If at all possible, do not use credit cards. Credit card debt has become a major burden for many people who are finding it almost impossible to get rid of. One or two credit cards are great to have in case of emergencies, but not to use for frivolous purchases or to live on. Paying cash is the best option and you should always have enough cash set aside to take care of you and your family for at least four to six months or longer.

  • Credit card debt has ruined the credit ratings of many people and is one of the reasons so many are finding it necessary to declare bankruptcy.
  • The way the high daily compounded interest is calculated on credit cards, even if the balance on the card is just a few thousand dollars, if you pay just the minimum payments on them every month, it will take many years to pay off the remaining balance.
  • In fact, many people may never pay off their credit card debt.

If you decide to buy a home, make sure you get a fixed rate loan. Even though interest rates are low at the moment, they may go up suddenly so stay away from adjustable rate mortgages. Today, as you should already know, the real estate market is flooded with foreclosures and short sales. This may seem like an opportune time to buy a home, and it is, but there are still some things that should be considered.

  • Is your job secure for the long term?
  • Can you make the payments by yourself if your spouse is laid off or one or both of you have to take a pay cut?
  • Is the price on the home going to remain steady, go up, or go down? You don't want to buy a home and then find yourself owing more on the home than it is worth.

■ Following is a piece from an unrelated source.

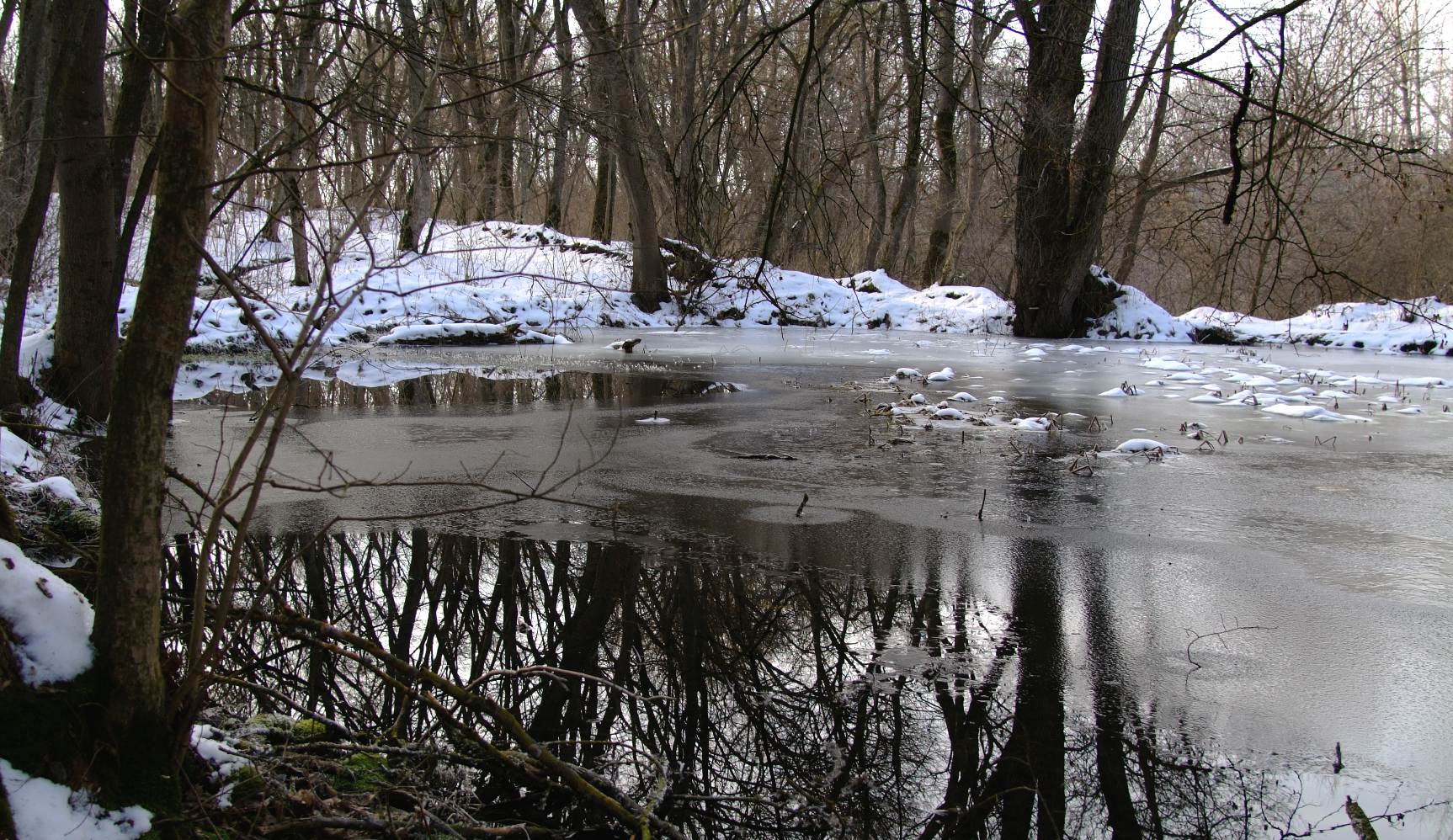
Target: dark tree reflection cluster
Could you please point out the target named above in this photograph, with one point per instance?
(732, 696)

Although car dealers are offering what seems to be great incentives, such as dealer discounts, rebates and 0 interest loans, unless you absolutely need a new car, you may want to keep the one you have for a little longer.

  • Cars don't go up in value. In fact, they start losing value as soon as they are purchased and driven off the lot.
  • Although auto dealers are trying everything they can to make cars more affordable, they are still very expensive and the payments are still going to be high.

Remember, debt is a burden regardless to how much it is and regardless to your ability to pay it back. Don't put yourself in a position that will hurt you even more in the future. If you don't make your payments as scheduled, your credit score will drop and that will make it harder for you to get credit in the future if you need it.

Everyone should plan a budget to meet their spending goals and use financial common sense. The best plan of action in today's' economy is to stay away from unnecessary debt. It may be hard to do, but in the long run, it will help secure your financial future.